This isn't a majority of the population by any means. It is maybe 5-10% who are loud and proud in their racism and sexism. And then another 5-10% who are quiet about it but happy to follow along.

But it turns out that 5-10% loud and proud and empowered assholes in a population, and their additional 5-10% hangers-on, can really throw an election . . .

I am hoping we are over the hump on this now, though - maybe not in Missouri, where it's likely to drag on for a while more, but in the country as a whole. There seems to be a "silent majority" now - including a growing number withing the Republican Party - who are disgusted, rather than emboldened, by Trumpism.
posted by flug at 9:10 AM on November 11 [13 favorites]


"When the opposition is organized around doing nothing to help human beings, runs lunatics, and abandons the basic pretense of commitment to democracy, and the result is a tie, this is a demonstration of the weakness of the Democratic Party, not its health. Writing a whole book about it."

I agree, but no Democrat would consider running against a lunatic traitor by actually framing their opponent as a lunatic traitor. They are too polite while trying to be the "better" person, preferring to frame opponents as hypocrites or extremists (which is only saying they are not standing over the trap door to catch them). The playground rule for shaming of an opponent is that it is a compliment from one's enemy, an insult from a guilt-mongering bully in one's own group. However, the goal is selling the undecided voter the message, just like in debate class. Most of the waverers have rejected conservatism and socialism BECAUSE they are embraced as a possibility of a utopia. They reject idealism on grounds of human nature being both good and evil: good if alone, bad if a gang. So many hardcore partisans hate the uncommitted for being undecided and ignore them whenever possible, which is a religious posture originally applying to sinners. It should be noted that most people in work or personal situations consider a purely emotional argument to be an excuse for a failed plan or a substitute for lack of convincing arguments, except in politics or religion, where they shine like a rubies. Most importantly, the right wing has officially walked away from the flag they once captured, instead embracing the crucifix, a symbol of torture and self-pity. But the left has not picked up the flag, having once convinced themselves that patriotic politics wasn't the game being played anymore.
posted by Brian B. at 9:25 AM on November 11 [2 favorites]

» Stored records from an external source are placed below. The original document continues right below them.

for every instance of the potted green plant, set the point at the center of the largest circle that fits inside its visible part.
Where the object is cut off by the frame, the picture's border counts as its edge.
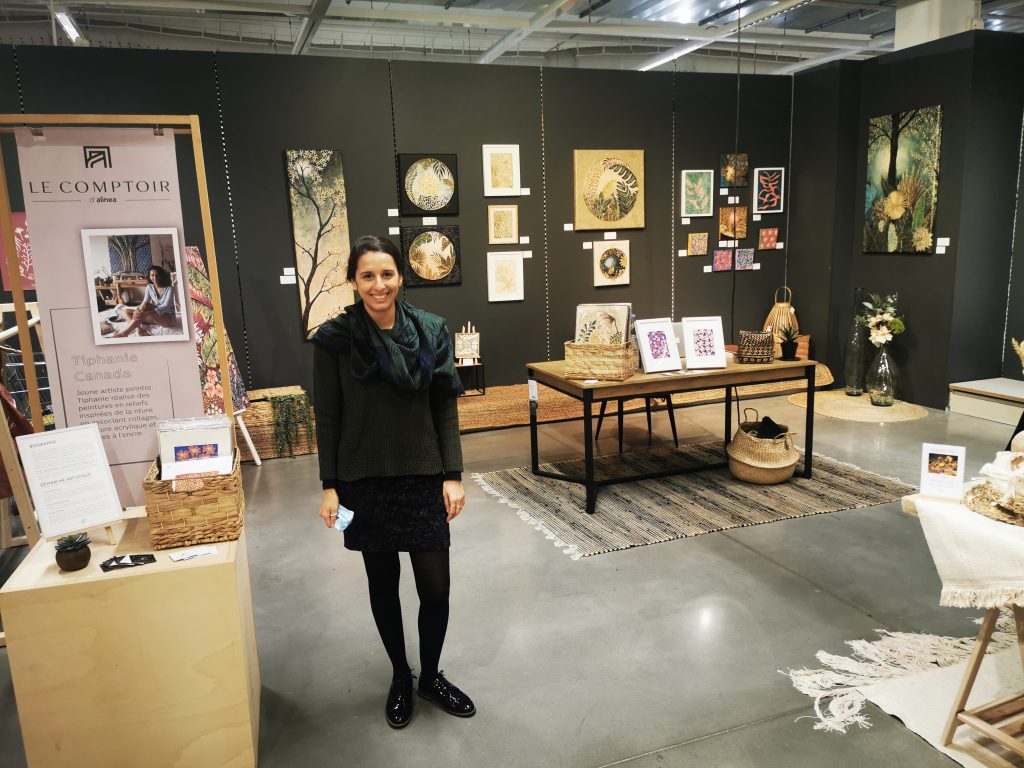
(788, 342)
(73, 552)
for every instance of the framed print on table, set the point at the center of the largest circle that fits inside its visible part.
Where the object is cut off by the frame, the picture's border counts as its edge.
(501, 170)
(704, 343)
(658, 350)
(503, 225)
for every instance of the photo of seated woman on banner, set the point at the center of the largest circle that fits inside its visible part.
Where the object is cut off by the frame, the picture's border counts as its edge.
(134, 279)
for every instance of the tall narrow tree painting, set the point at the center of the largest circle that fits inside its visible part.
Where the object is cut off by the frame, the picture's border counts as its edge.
(320, 228)
(902, 181)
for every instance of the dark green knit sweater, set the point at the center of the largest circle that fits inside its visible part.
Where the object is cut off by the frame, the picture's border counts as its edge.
(373, 429)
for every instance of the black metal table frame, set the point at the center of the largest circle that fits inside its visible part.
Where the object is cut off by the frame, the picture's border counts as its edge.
(592, 484)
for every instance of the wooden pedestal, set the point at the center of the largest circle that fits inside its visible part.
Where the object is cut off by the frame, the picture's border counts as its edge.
(148, 666)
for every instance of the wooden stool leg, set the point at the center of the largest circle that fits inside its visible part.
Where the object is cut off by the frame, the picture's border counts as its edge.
(973, 665)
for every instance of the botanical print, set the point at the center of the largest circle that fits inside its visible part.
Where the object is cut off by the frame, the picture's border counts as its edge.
(602, 324)
(503, 224)
(505, 279)
(609, 188)
(767, 239)
(658, 344)
(732, 222)
(201, 298)
(428, 184)
(432, 253)
(744, 259)
(697, 193)
(696, 244)
(902, 181)
(501, 170)
(320, 228)
(704, 341)
(734, 169)
(611, 262)
(723, 260)
(768, 189)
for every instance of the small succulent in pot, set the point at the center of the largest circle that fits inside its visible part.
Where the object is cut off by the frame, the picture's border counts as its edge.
(788, 342)
(73, 552)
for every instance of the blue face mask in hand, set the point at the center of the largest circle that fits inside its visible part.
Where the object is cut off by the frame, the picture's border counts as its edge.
(343, 519)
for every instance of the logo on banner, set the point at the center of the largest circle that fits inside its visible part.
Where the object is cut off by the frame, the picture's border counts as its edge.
(97, 157)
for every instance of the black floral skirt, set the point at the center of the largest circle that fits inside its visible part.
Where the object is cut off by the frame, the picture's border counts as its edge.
(395, 514)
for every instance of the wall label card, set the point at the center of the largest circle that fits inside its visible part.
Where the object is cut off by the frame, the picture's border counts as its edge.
(942, 469)
(70, 479)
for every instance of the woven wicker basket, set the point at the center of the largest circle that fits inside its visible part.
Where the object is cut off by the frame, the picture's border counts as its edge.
(604, 361)
(259, 421)
(211, 511)
(762, 462)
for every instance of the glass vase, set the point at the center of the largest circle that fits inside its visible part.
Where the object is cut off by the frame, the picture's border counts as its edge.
(856, 354)
(881, 379)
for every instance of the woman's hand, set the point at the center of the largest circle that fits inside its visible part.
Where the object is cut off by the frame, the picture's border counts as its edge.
(329, 507)
(455, 498)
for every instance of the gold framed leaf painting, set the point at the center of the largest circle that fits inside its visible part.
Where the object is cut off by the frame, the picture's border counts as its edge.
(320, 232)
(697, 192)
(608, 188)
(902, 181)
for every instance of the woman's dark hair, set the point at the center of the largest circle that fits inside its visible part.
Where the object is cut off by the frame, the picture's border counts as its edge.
(163, 276)
(373, 244)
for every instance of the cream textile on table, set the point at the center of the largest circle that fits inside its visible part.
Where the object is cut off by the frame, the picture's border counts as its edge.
(980, 561)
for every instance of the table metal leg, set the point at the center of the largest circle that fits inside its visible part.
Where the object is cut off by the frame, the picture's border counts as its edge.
(809, 424)
(588, 451)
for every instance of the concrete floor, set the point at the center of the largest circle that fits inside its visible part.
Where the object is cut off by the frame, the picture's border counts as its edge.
(659, 655)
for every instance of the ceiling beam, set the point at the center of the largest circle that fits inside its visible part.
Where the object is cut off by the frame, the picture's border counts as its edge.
(536, 23)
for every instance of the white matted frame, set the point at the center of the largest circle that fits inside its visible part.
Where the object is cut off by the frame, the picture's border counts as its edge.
(501, 171)
(657, 345)
(704, 343)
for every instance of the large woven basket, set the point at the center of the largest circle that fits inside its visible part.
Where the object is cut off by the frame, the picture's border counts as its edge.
(259, 421)
(762, 462)
(211, 510)
(603, 361)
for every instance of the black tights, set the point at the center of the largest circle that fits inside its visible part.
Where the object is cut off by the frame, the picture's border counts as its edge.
(432, 582)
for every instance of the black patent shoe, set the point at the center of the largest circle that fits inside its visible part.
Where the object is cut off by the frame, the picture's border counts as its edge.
(398, 710)
(449, 697)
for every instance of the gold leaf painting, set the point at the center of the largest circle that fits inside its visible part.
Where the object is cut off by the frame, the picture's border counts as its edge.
(608, 188)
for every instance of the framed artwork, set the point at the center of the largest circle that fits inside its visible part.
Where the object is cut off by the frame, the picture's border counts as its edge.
(696, 244)
(127, 267)
(431, 255)
(767, 239)
(608, 188)
(429, 184)
(734, 170)
(902, 181)
(501, 170)
(611, 262)
(744, 259)
(698, 194)
(658, 350)
(768, 189)
(603, 324)
(320, 233)
(722, 261)
(704, 343)
(732, 222)
(503, 224)
(505, 279)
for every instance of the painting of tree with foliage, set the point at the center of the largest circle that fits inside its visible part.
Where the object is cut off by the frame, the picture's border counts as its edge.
(320, 226)
(902, 181)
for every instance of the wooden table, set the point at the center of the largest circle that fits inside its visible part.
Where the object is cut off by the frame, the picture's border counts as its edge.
(552, 375)
(154, 665)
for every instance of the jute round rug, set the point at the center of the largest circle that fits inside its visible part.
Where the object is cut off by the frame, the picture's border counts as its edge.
(837, 404)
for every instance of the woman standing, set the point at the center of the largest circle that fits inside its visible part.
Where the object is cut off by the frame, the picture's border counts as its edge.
(387, 429)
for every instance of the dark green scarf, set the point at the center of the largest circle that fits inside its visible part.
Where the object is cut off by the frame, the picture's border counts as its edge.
(414, 354)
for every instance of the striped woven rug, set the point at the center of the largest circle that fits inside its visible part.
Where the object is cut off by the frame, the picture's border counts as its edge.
(634, 514)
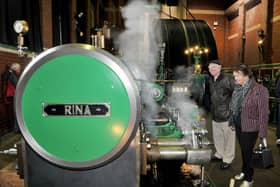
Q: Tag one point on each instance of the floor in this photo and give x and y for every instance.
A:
(216, 176)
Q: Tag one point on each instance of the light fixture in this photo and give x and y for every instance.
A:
(215, 24)
(21, 26)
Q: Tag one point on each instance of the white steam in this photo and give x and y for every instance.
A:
(138, 42)
(139, 46)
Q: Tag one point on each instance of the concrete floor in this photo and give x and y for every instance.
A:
(216, 176)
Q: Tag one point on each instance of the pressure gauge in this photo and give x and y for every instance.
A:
(21, 26)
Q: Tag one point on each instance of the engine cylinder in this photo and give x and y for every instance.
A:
(77, 106)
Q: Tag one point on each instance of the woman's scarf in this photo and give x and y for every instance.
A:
(238, 96)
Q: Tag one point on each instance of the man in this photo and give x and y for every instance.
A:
(221, 88)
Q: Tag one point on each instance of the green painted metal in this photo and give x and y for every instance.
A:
(75, 78)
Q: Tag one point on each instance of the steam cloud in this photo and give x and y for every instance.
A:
(139, 46)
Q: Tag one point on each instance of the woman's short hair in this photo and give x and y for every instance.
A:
(245, 69)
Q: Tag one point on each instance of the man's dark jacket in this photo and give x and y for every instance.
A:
(221, 91)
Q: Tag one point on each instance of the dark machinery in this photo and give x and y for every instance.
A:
(80, 112)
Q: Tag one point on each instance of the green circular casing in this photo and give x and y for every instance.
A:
(75, 75)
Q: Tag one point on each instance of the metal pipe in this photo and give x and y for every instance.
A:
(192, 156)
(170, 142)
(166, 153)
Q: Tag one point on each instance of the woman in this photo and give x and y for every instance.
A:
(249, 116)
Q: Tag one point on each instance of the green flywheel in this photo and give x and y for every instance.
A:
(77, 106)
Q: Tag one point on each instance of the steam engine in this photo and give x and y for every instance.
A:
(81, 113)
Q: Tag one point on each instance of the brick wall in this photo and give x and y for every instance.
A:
(275, 55)
(255, 19)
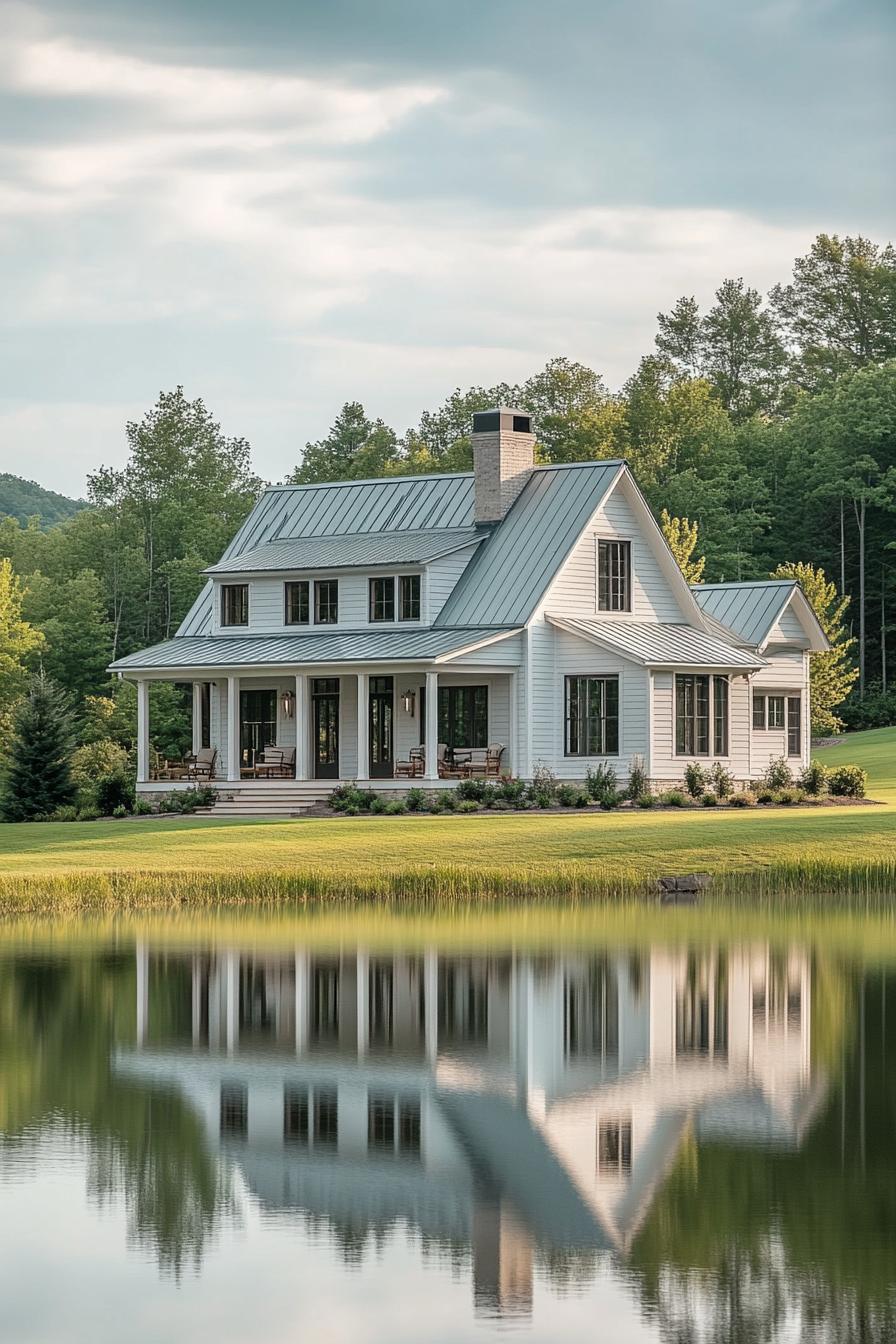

> I don’t think saying “corporations are using inflation to line their pocketbooks” hits the same as “look at where virtually all of your money goes - is it to the government? Or them?”

I've wondered why the NDP (up here in Canada) have never tried that or a similar line of messaging, but I also wonder if it's because a lot of people are cool with knowingly giving more money to Tim Horton's for shitty coffee and donuts than they do to the government for, you know, a functioning society.
posted by The Card Cheat at 9:26 AM on November 11 [3 favorites]


By the way, this was my first comment in this thread, pre-any election results:

> We'll see how this plays out this year, but I felt strongly the Trump's personal X-factor was the major reason for the unexpected (by pollster) bump in 2016, 2018, and 2020.

> We'll see now if some of that goes away, now


I'm going to say right now, that we have passed a watershed moment in Trumpism. With any luck at all, his influence will be on the wane from here on out.

Not that there won't be more fights along the way - in particular the 2024 Republican Primary - but I'm very hopeful we're really on the back side of this particular horrific episode in our history.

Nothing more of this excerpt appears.